Chwała szaleńcom, jednostkom, które nosiły ciężar przetrwania całej dyscypliny w blisko czterdziestomilionowym kraju niemalże w pojedynkę. Tam, gdzie system nie docierał bądź nawet utrudniał rozwój, pojawiali się oni. Zawodnicy, działacze, czy trenerzy i ciągnęli wózek, z którego po latach wysypywały się sukcesy kolejnych sportowych pokoleń.

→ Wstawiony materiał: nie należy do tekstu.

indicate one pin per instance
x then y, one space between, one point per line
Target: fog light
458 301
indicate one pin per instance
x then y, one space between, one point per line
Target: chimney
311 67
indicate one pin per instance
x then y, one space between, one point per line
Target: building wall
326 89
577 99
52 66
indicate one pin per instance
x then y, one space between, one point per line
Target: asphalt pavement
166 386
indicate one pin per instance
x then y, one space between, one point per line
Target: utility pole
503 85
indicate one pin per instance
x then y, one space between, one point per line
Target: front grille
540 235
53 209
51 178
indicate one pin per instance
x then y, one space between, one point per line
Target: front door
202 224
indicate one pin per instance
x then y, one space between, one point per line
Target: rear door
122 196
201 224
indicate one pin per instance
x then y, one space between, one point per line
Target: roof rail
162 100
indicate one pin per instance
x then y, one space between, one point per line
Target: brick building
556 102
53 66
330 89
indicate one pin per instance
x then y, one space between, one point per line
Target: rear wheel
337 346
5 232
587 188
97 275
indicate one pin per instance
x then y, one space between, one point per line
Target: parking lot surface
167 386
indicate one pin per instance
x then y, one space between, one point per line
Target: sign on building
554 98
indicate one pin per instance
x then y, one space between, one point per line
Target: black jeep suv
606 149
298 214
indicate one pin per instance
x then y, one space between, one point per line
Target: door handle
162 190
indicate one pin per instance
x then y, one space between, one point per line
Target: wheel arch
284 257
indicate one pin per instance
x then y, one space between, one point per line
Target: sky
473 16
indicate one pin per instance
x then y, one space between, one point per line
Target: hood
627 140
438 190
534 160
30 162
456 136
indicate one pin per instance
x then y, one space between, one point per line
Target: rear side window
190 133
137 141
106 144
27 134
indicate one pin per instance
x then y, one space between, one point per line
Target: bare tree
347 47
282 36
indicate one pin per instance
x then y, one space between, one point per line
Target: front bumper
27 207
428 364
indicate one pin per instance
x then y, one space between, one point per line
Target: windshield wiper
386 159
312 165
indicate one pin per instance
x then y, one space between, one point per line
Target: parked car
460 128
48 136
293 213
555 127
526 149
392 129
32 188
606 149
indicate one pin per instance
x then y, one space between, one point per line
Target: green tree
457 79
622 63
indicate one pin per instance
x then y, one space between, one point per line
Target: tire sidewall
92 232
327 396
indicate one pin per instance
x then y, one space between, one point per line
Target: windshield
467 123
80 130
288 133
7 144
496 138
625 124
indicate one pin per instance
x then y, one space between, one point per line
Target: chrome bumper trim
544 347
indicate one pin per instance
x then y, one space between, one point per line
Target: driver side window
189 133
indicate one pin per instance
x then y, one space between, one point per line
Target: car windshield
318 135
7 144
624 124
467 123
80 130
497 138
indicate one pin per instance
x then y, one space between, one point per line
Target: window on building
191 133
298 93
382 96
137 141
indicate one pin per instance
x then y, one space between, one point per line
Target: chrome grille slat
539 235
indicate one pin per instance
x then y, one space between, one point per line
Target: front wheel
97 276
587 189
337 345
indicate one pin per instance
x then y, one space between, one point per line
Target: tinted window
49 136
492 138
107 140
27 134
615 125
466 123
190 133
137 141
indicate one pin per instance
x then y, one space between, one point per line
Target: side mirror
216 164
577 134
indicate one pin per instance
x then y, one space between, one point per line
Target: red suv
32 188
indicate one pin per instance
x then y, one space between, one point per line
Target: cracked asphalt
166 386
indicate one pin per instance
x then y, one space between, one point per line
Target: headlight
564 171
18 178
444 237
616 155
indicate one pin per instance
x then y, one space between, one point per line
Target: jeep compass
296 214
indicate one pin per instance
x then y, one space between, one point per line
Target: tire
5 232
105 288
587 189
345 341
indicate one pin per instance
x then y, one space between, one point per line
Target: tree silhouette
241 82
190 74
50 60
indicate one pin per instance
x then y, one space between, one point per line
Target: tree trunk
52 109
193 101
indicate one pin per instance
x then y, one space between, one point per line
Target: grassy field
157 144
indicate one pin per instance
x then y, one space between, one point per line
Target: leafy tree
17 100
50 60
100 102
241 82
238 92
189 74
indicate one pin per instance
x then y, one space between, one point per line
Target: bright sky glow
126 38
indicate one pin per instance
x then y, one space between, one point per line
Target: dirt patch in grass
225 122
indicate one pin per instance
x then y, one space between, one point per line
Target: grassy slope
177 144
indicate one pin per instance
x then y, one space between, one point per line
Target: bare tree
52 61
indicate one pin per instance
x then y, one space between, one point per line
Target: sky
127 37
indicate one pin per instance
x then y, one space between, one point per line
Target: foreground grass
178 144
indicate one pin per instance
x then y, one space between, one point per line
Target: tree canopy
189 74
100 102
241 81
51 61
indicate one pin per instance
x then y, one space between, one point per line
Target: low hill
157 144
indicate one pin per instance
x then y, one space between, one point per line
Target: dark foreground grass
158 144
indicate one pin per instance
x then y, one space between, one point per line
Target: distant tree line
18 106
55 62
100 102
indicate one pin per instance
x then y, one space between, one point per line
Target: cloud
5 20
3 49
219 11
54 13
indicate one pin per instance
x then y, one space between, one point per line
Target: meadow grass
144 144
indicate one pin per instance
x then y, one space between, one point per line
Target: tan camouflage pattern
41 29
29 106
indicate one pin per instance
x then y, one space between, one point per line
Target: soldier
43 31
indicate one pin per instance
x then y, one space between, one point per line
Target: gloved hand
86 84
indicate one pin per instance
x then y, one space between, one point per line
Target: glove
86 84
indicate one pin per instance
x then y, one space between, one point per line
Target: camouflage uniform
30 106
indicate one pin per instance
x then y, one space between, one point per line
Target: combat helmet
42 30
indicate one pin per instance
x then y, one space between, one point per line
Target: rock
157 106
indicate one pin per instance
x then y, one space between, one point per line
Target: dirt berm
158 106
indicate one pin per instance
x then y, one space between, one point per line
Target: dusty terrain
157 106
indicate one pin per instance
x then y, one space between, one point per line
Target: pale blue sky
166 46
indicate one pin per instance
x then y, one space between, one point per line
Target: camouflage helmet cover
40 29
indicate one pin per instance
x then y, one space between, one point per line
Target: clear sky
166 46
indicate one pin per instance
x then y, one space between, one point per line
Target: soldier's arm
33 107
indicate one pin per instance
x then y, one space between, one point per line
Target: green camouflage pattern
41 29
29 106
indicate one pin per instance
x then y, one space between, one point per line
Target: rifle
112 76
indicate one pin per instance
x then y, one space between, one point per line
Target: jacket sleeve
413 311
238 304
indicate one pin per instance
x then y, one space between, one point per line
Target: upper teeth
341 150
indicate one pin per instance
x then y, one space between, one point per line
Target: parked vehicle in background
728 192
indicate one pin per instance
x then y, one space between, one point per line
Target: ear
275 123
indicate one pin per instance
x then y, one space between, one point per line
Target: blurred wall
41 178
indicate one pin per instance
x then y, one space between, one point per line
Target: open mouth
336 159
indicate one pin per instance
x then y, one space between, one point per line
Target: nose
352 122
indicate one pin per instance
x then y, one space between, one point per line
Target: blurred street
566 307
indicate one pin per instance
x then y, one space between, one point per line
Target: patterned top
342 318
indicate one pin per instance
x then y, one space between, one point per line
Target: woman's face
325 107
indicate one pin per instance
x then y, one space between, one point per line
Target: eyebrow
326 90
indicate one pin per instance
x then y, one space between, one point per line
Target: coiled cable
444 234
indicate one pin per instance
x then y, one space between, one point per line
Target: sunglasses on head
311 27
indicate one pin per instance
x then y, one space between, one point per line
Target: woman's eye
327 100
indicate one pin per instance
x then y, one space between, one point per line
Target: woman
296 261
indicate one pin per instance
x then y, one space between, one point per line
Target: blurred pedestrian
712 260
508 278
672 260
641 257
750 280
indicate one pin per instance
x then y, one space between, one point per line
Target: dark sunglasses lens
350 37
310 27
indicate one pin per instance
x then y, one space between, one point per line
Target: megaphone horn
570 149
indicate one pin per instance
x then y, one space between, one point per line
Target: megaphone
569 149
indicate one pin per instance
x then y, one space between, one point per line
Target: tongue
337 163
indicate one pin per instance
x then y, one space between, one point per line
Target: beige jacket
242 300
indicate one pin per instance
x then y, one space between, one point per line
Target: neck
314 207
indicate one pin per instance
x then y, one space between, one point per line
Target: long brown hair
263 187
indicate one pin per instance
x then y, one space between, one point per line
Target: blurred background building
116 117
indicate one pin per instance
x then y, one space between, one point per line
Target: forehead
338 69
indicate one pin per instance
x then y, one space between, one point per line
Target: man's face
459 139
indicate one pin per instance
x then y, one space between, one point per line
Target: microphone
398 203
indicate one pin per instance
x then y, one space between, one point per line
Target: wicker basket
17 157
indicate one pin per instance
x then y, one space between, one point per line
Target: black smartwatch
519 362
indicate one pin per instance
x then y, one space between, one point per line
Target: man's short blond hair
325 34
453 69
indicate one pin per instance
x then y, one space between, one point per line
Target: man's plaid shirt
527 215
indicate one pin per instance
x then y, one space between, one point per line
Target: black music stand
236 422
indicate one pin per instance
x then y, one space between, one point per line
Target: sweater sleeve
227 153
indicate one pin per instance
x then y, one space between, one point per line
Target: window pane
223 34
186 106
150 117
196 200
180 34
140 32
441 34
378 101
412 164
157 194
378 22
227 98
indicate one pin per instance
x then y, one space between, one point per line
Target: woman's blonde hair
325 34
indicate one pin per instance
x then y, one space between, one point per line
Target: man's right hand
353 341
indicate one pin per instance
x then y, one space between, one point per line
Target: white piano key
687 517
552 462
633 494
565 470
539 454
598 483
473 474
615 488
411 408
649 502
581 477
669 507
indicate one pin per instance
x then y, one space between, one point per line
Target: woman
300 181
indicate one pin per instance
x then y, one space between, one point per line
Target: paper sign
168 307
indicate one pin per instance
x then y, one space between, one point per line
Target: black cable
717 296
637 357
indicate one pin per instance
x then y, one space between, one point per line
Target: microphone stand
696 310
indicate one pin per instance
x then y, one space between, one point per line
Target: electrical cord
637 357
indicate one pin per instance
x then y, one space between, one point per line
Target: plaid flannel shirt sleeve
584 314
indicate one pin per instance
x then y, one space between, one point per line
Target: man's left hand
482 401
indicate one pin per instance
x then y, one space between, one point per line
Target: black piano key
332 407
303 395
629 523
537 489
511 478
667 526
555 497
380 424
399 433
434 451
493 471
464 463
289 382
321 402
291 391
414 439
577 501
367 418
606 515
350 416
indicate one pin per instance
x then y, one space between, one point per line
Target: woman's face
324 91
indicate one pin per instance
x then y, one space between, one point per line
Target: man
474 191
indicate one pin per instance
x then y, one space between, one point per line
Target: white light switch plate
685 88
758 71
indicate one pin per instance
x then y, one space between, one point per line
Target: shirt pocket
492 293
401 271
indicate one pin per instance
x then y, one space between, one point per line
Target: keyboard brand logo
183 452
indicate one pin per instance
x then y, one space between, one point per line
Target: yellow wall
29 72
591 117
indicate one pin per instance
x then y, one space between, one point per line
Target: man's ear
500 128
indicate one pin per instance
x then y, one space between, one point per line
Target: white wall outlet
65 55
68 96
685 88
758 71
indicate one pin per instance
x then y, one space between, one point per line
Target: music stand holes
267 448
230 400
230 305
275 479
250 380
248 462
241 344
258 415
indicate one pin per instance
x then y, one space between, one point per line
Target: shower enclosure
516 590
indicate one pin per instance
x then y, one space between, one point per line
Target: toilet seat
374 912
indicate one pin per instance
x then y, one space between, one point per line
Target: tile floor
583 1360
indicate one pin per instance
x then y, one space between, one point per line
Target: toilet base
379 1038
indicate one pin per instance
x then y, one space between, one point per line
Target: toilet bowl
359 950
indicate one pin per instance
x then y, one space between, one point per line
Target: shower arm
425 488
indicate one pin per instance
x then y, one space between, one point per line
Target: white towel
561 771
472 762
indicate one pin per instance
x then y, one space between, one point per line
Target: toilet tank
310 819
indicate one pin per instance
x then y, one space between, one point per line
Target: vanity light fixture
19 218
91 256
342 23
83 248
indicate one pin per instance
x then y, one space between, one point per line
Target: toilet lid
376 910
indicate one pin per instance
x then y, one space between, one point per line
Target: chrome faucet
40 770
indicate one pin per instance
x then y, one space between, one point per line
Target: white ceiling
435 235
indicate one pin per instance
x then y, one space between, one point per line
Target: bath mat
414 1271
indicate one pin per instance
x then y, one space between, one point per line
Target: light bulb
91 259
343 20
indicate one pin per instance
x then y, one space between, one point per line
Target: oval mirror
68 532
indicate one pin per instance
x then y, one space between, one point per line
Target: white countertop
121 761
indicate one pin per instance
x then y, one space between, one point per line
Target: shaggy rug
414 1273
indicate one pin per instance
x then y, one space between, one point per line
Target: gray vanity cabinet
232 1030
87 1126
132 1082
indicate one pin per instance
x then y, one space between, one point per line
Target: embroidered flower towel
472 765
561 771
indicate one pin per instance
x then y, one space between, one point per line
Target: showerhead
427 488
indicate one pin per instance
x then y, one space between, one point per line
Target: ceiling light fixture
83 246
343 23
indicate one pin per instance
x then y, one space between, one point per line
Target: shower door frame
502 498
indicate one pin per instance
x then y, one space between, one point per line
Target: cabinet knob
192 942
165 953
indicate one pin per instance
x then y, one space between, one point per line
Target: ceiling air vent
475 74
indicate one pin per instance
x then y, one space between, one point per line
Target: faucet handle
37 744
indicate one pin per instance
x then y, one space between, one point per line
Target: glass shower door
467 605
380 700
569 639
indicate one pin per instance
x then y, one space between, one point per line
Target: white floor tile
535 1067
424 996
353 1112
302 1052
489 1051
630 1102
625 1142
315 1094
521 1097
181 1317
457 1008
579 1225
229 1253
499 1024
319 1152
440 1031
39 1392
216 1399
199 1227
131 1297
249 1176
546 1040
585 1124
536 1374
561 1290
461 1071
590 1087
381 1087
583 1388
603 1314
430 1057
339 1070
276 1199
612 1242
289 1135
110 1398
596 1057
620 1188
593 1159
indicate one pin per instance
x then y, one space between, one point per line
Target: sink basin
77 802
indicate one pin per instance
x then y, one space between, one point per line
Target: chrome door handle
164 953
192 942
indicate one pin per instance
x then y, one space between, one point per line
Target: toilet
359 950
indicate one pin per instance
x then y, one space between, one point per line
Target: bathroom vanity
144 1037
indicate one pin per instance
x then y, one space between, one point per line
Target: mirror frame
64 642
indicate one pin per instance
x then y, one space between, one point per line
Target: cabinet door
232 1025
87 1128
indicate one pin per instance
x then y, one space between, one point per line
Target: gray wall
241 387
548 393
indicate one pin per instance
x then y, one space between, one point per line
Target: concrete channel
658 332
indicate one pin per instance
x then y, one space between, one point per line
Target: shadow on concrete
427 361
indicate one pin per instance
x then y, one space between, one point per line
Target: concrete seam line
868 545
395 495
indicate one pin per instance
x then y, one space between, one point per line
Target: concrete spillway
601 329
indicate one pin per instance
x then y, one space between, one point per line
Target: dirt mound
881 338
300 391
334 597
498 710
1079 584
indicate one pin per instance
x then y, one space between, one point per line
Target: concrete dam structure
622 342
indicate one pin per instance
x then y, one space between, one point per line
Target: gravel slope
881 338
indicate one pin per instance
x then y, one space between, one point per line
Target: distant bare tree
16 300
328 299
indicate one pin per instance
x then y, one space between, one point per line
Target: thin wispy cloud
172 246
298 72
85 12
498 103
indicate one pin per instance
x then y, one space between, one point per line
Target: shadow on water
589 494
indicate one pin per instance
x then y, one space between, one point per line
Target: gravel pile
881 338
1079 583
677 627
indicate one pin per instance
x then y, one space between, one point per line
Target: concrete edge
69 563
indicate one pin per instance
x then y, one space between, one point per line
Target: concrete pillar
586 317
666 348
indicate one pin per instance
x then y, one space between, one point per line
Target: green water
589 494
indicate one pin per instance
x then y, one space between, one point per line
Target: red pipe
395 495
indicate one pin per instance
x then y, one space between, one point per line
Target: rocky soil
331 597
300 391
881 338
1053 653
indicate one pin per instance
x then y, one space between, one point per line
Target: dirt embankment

Przedwczoraj triumfatorką Roland Garros okazała się Iga Świątek. Trudno dzisiaj ocenić jaki wkład w to wszystko może mieć Bohdan Tomaszewski. Trzeba jednak pamiętać, że był w Polsce facet, który w trudnych momentach dla tej dyscypliny swoim nazwiskiem i swoją pracą ratował ten sport od zapomnienia. Był i uczciwość w tym momencie nakazuje o nim wspomnieć. Przez Bohdan Tomaszewski Cup przewijali się i przewijają – byli, obecni i z całą pewnością przyszli reprezentanci Polski na turniejach wielkoszlemowych. Dzięki Panie Bohdanie!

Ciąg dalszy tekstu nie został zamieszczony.